MIDAS originally used an entity-wide approach - each observation row has a full set of observation entities. For many of the columns in this table, the entries will be missing.For this reason, MIDAS has separate tables for rainfall, because otherwise there would be huge amounts of wasted space for the many raingauge-only observation stations. The big disadvantage of an entity-wide approach is that addition of a new entity (e.g. some of the new entities added when SYNOP was replaced by BUFR) is very difficult without adding new tables. I believe that (despite what it says in the User Manual), the physical implementation of MIDAS has changed to make it fully normalised, but the user View makes it appear as the original entity-wide implementation.

There are some physical options which can be explored, including segmentation of the database. The volatility of the data is an issue here - most write operations on a datum will occur within two years of the observation date (except in the dase of historic data rescue). After two years, any further QC changes are unlikely. In addition, most queries will require data within one month or one year of the observation time. There may be linked issues about the backup strategy.

When MIDAS was first set up, there were physical advantages from segmenting the observation tables by time, with the first three years held in a current-data segment, and older data held in an archive segment, which was further split by region. WIth later implementations, this physical advantage disappeared, and the segmentation removed. Segmentation was also explored in earlier version of Climsoft, as a way to get round the physical limits of Microsoft Access on the size of tables. Again, ths need disappeared when the datrabase was put into mySQL, but the recommendation for an off-site physical backup of the non-volatile older data remains.

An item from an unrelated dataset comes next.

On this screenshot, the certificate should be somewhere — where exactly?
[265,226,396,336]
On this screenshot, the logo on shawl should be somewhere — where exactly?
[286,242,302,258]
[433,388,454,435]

@martinschweitzer in his comments under this topic refers to storage of observation time. I think this needs discussion under a separate issue.

martinschweitzer commented 4 years ago

While I don't want to muddy the waters, there are other options

  1. A schemaless (or NoSQL) database.
  2. A regular relational database, but with a JSON blob for observations, ie.
Date. stn_num. Observations
2020-01-01 10011 {'rain':20, 'tmax': 15, 'tmin':12'...} etc.

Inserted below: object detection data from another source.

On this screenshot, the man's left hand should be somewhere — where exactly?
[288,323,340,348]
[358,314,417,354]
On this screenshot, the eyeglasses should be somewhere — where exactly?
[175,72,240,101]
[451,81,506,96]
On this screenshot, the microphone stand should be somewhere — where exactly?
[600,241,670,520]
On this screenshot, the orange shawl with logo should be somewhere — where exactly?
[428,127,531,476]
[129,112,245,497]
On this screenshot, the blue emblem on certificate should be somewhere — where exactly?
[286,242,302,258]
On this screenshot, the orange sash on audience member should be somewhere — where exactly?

I know that both Oracle and PostgreSQL have very good support for JSON (e.g. https://www.postgresql.org/docs/9.4/datatype-json.html)

Option 2. may be worth considering.

Steve-Palmer commented 4 years ago

It is worth testing options, but the overall requirement is that the business rules must be enforced, and developers must not be able to bypass these for any reasons (including speed of execution).

CLICOM caused a lot of problems because the data entry modules directly addressed the database without the requirement for referential integrity (the underlying database was an RDBMS, but the Fortran code did not read the metadata). This meant that any mistyping of the station name in a data entry form did not result in rejection, but instead resulted in a new station being created without any other metadata. This was a conscious decision by the developers because they felt it was undesirable if key-entry forms were rejected. So very quickly, databases were full of multiple variants of the same station name, and multiple sets of overlapping key-entry data.

martinschweitzer commented 4 years ago

Just for the record, I fully support the notion of constraints.

For our data rescue we had tables with loosened constraints that allowed us to enter what was on the form exactly as it was written on the form - this was then migrated to the "climate" database with the stronger constraints. It was felt that it was important to also preserve the "mistakes". The same can be argued for AWS observations where there may be spikes or noise.

Although I cannot speak with authority, PosstgreSQL does appear to support constraints on JSON fields.

I am still very much in two minds about JSON in a database. On the surface it appears to violate some of the basic principles of a relational database, but at the same time it seems to have some very useful features. Until recently, I strong discouraged my developers from using JSON, but then relaxed that attitude when seeing how some solutions became far more elegant when using JSON.